Leyi Huang Chinese student
Pictured, Leyi Huang Chinese student. Erie County Police bookings.

Leyi Huang Chinese student pleads guilty to conspiracy to defraud the United States after paying $3000 for an imposter to take her English language college entrance exams to get into top ivy league college. 

Leyi Huang a 21 year old Chinese student is set to be deported after pleading guilty to paying $3K to have an impostor take an English-language college entrance exam that helped her land a spot at a top American university.

Appearing at a Boston federal court on Monday, Huang following her guilty plea was sentenced to time served along with agreed to be deported immediately. The sentencing follows the woman pleading guilty to conspiracy to defraud the United States reported Reuters.

Huang had potentially faced up to five years in jail before U.S. District Judge Dennis Saylor agreed to sentence the woman to time already served.

Huang told authorities she paid $3,000 and mailed her Chinese passport to an address in Massachusetts to have Yue Wang, 25, take the Test of English as a Foreign Language (TOEFL) exam to help her get into Penn State University- Behrend.

Wang, a student at the Hult International Business School in Cambridge, also signed on to take the test for two other students as part of a similar scheme to help them get into Northeastern University and Arizona State University, collecting $7,000 in total..

The Boston Globe reported identified those two other students as 24-year-old Shikun Zhang and 21-year-old Xiaomeng Cheng.

The payoff comes after Huang previously failed the exam after taking it on her own. Following Wang taking the exam and passing in March 2016, the Chinese student was soon after accepted into the ivy league school in Erie, Pa., and handed a student visa. 

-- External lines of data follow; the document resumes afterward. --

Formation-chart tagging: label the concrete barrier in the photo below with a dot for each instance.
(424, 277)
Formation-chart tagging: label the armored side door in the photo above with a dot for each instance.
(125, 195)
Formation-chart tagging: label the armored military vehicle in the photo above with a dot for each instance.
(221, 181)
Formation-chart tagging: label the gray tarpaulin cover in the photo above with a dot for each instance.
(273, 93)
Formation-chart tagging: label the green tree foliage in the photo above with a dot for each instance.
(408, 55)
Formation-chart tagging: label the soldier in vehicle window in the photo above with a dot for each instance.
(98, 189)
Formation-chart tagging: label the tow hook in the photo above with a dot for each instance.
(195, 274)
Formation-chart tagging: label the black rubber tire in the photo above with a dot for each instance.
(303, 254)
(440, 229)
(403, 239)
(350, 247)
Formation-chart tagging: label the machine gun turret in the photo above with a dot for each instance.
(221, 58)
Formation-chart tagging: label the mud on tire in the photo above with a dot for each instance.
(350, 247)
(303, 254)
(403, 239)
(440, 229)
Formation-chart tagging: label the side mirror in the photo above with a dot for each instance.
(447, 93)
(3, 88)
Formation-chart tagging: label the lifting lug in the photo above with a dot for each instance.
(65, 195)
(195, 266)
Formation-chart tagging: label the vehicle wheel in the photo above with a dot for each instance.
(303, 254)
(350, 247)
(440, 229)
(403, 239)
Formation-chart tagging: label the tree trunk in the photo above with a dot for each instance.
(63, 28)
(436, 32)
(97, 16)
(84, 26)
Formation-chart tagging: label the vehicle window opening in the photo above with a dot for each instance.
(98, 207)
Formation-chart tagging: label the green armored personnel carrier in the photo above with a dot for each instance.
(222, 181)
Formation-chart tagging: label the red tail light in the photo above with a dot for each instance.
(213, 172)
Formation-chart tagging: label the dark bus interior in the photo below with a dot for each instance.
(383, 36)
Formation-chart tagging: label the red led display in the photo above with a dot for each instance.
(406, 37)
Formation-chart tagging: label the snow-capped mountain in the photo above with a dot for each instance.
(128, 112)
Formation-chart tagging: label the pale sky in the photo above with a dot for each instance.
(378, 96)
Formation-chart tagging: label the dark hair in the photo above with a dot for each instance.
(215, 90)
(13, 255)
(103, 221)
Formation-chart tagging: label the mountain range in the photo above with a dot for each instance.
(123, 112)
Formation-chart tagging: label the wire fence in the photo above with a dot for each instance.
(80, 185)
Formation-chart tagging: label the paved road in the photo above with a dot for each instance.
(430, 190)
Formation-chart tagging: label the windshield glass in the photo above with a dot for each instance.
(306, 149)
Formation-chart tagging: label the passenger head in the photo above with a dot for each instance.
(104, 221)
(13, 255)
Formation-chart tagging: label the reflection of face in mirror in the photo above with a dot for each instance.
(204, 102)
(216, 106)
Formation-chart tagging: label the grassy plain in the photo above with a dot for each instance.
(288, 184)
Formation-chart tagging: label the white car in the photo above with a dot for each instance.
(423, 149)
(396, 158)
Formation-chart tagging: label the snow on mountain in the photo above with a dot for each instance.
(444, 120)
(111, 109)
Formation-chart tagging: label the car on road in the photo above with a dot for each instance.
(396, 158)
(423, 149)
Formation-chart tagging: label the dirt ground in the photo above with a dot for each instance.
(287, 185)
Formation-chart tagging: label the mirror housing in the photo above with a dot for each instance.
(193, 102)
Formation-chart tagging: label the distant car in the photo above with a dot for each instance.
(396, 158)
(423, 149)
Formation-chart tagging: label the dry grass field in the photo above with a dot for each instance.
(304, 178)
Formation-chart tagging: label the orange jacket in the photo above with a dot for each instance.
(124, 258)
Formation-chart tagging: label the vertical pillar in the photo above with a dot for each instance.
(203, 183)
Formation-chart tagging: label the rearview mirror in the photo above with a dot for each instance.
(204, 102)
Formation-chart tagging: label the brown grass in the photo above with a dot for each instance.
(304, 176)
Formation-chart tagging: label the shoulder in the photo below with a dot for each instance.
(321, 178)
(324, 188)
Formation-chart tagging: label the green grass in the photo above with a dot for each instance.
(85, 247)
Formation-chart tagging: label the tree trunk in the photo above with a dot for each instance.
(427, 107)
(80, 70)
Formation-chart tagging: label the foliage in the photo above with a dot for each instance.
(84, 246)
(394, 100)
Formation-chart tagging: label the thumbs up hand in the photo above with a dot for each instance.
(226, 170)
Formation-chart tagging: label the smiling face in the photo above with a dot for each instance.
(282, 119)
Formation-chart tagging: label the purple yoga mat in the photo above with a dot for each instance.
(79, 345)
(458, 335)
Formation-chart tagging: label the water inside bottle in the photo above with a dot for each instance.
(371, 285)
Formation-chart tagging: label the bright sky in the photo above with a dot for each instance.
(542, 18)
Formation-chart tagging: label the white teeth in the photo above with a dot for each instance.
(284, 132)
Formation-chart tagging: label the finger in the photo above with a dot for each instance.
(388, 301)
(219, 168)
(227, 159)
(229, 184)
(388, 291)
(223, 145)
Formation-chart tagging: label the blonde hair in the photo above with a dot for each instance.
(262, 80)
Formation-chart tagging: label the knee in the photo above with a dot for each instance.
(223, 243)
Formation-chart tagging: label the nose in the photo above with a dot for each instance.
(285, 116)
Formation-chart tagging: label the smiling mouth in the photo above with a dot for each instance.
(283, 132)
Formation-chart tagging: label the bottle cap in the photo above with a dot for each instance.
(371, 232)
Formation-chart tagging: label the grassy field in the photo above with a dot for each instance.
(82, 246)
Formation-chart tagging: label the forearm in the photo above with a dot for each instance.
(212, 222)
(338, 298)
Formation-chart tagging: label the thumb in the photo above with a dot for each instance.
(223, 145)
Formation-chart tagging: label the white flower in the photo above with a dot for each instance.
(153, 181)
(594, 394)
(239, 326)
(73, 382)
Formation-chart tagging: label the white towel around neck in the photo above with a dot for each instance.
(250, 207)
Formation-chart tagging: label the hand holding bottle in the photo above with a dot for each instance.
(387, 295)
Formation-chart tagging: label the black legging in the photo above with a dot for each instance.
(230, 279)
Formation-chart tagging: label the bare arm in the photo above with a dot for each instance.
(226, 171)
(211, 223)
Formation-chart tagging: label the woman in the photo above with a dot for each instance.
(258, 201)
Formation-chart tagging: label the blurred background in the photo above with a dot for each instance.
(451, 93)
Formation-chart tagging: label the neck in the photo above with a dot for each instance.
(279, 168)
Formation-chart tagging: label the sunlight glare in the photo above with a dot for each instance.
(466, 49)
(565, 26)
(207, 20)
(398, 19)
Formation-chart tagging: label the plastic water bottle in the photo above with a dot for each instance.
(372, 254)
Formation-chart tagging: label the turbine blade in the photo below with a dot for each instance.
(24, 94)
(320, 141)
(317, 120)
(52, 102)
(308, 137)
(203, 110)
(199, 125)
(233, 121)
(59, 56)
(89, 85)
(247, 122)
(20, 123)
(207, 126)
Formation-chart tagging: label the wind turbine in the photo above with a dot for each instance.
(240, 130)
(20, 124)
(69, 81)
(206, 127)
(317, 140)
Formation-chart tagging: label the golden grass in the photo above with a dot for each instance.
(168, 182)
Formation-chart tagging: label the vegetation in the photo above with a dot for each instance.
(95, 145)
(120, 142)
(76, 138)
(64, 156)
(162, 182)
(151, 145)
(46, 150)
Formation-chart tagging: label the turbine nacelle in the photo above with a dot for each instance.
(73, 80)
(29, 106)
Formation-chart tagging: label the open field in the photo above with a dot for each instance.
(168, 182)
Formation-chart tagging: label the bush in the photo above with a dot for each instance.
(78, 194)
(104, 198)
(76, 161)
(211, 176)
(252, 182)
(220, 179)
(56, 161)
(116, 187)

All four people were arrested on immigration-related charges in May of last year with the two other women – who were also issued student visas after being admitted into universities – receiving similar punishments.

Officials said Wang was arrested in November and is now set to be sentenced April 25.

A regard of Wang’s LinkedIn profile, showed the 25 year old had been working for DoubleBridge, a small software developer and IT solutions provider, as a project manager for the past seven months since November of 2016. Her Linkedln profile told of her graduating from Hult in August of 2017.. Before going to Hult, Wang had worked in Shanghai for just over two years as an account coordinator for the MCI Group, an events company. She is originally from Sichuan, China, and went to Mianyang High School and studied at Shanghai Business School.

Yue Wang
Pictured, Yue Wang. Image via Linkedln.

Leyi Huang Chinese student imposter scheme: Just the one that got caught? 

‘Illegal schemes to circumvent the TOEFL exam jeopardize both academic integrity and our country’s student visa program,’ said William B. Weinreb, acting U.S. Attorney, following the arrests.

‘The TOEFL exam ensures that international students have adequate English language skills to succeed in higher education programs in the United States. It also helps maintain the security of our borders and immigration system,’ he added. ‘By effectively purchasing passing scores, they violated the rules and regulations of the exam, taking spots at U.S. colleges and universities that could have gone to others.’

The fall-out comes as China has become increasingly affluent, as more Chinese students continue to enrolling in U.S. colleges and universities, attracted by the prospect of a prestigious American education and good jobs.

Huang’s case is just part of growing fraud perpetuated highly organized rings of college-admission-exams imposters in the US.

Reported the Atlantic, ‘In these schemes, brokers in China are using computer-enhanced photography to create nearly undetectable fake passports for schemes that allow imposters to take a range of tests—including the SAT, the GRE, and the TOEFL for students across the globe.’

In 2015, 15 Chinese nationals were indicted on charges of conspiring to defraud the nonprofit Educational Testing Service and the College Board by having impostors take the TOEFL, the Scholastic Aptitude Test (SAT), and the Graduate Record Examination (GRE). At least 30 — and reports suggested many more — Chinese nationals were accused of cheating last year at the University of Iowa through the use of essay writers and test takers.

Data from the Institute of International Education showed that the number of Chinese students studying in the U.S. in the 2016-2017 academic year was up 6.8 percent, to 350,755, the Institute of International Education reported in November.